Lo spettacolo più che intorno a Goldoni è costruito intorno all’attore padovano Andrea Pennacchi, assurto a notorietà grazie ai suoi caustici monologhi teatrali e televisivi, che si cala nei i panni di Arlecchino, parte improbabile per lui come fisico del ruolo ed età. Il gioco è semplice e di lunga tradizione teatrale: il teatro che mette in scena il dietro le quinte, con i suoi numerosi imprevisti uniti a rocambolesche ed estemporanee soluzioni. Una scalcagnata compagnia si trova alle prese con i soliti problemi di produzione ed è costretta a sostituire all’ultimo il personaggio principale, Arlecchino appunto, per la messa in scena del Servitore di due Padroni di Carlo Goldoni.
Ovviamente arriva Andrea Pennacchi, abbastanza inverosimilmente mandato da una fantomatica quanto improbabile agenzia teatrale. Il resto procede seguendo più o meno la storia di Goldoni, con numerosi intermezzi lasciati all’estro monologante di Pennacchi, e gli altri sei attori che si alternano in tutti gli altri personaggi. La scena di Carlo Sala è semplice e riprende il palco itinerante della Commedia dell’Arte, con grande spolvero di tendaggi aperti e chiusi in continuazione e abbastanza inutilmente. I costumi, sempre di Sala, sono appropriati, mentre le luci di Luca Barbati sono approssimative. Non mancano due musicisti in scena che giocano con gli attori e scandiscono i vari atti.
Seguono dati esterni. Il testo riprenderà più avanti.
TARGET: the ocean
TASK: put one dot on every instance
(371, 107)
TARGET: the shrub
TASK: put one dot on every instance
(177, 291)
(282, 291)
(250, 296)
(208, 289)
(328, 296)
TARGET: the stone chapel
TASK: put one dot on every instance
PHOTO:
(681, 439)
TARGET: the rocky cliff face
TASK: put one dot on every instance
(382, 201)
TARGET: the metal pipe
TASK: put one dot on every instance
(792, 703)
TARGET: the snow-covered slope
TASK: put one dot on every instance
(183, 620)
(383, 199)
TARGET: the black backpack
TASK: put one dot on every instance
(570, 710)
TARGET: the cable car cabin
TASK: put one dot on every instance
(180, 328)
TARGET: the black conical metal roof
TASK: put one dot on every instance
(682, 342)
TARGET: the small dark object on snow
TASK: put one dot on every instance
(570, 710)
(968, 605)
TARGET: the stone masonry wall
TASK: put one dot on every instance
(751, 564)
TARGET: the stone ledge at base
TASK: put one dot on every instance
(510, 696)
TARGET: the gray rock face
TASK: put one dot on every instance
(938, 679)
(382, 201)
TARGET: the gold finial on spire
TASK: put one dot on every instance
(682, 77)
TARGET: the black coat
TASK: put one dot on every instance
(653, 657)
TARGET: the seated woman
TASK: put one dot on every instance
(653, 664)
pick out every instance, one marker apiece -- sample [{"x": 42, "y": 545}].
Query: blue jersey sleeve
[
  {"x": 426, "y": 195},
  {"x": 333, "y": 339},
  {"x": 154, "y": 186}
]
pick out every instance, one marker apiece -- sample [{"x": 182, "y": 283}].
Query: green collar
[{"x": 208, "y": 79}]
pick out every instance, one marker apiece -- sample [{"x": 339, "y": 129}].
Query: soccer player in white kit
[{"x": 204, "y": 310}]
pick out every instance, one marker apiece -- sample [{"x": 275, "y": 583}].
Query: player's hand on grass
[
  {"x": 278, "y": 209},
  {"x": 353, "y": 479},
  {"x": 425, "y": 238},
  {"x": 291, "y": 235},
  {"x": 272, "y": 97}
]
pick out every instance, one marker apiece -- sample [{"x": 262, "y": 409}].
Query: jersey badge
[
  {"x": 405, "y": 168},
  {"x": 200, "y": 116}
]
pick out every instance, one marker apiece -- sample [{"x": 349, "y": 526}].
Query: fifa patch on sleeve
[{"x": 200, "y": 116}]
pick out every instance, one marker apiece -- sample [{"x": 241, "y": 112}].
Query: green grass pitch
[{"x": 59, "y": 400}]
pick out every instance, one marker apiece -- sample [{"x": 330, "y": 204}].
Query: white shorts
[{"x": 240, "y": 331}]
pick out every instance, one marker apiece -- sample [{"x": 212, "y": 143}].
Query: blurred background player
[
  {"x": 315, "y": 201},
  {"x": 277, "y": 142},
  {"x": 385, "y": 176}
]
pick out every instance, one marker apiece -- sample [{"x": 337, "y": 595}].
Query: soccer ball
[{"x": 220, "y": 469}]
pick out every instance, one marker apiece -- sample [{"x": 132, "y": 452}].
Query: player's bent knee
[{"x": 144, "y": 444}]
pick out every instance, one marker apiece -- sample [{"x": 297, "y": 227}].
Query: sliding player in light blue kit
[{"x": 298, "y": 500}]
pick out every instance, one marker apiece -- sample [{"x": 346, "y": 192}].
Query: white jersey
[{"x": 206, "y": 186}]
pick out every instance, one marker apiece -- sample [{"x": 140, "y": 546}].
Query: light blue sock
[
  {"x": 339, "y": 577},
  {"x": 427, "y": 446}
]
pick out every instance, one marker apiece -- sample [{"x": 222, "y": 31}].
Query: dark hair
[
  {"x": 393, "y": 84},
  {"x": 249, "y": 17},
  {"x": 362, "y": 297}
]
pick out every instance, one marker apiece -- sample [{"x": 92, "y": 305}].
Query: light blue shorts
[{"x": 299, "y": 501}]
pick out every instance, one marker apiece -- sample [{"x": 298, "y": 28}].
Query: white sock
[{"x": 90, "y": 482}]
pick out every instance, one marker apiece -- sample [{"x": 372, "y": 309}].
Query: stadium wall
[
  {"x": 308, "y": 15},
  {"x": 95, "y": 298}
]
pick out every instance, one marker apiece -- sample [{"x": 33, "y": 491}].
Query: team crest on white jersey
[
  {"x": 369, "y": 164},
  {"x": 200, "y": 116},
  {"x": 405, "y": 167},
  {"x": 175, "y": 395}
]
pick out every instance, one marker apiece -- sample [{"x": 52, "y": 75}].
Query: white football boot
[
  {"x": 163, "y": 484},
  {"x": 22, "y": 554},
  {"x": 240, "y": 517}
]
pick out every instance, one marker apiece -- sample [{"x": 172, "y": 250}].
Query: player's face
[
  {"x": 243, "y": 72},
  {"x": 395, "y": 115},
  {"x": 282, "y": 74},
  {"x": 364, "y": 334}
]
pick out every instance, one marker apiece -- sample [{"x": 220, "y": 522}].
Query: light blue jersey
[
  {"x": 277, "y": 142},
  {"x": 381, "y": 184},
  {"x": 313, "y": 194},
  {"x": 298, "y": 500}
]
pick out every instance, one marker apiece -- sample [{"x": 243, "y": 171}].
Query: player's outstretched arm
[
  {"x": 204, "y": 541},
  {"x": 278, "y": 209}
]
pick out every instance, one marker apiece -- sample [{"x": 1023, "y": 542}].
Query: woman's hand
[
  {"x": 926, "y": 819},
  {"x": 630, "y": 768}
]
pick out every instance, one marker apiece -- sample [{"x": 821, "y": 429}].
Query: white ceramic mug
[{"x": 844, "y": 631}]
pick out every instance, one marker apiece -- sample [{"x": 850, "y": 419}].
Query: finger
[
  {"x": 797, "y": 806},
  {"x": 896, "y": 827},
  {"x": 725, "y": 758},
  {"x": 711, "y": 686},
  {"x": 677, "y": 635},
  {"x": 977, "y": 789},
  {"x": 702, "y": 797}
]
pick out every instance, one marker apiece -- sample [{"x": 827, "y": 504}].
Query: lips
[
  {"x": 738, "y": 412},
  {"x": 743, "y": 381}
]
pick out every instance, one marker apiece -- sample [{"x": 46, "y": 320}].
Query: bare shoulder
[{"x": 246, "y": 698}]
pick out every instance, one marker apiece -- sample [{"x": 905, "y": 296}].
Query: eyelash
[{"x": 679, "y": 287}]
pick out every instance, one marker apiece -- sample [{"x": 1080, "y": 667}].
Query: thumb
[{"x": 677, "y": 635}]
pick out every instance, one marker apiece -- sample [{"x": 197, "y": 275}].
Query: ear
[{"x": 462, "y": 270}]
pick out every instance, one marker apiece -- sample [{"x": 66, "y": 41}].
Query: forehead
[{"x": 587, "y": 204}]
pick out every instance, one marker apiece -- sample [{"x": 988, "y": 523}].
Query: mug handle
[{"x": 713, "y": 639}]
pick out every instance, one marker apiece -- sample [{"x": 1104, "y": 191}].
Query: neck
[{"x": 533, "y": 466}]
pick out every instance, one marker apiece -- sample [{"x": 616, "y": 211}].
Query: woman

Lo spettacolo è onesto ma parsimonioso e non si sciala in inventiva e originalità. Pennacchi regala qualche Zecchino d’oro al pubblico, ma solo quando esce dal testo goldoniano per tornare sul suo repertorio da cabarettista, mentre il resto non sono che spiccioli: pochi Paoli rimangono per Goldoni, la cui trasposizione scenica non convince e a tratti annoia.
Andrea Pennacchi funziona quando fa sé stesso, ma sembra costretto, imbracato, quando deve seguire Goldoni: l’attore è un leone, ma spesso si vede che è in gabbia. La gabbia è il testo goldoniano, mentre la libertà è la propria inventiva, le variazioni, la risata estemporanea che ci si concede in scena.
La compagnia è professionale e volonterosa, ma non può passare per oro puro e, al contrario della boccetta di Mirandolina, non va oltre il princisbech… (ovvero luccica ma non ha il peso del prezioso metallo nel gioco attoriale). Eccoli: Marco Artusi, Federica Girardello, Miguel Gobbo Diaz, Margherita Mannino, Valerio Mazzucato, Anna Tringali. Musiche eseguite dal vivo da Giorgio Gobbo, Riccardo Nicolin.
Baliani costruisce la regia all’italiana, ma sembra non sfruttare appieno gli attori e rimanere troppo legato al testo. Lo spettacolo è piacevole e vivace, il cabaret strappa molte risate, il resto tende a trascinarsi. Onesto mestiere.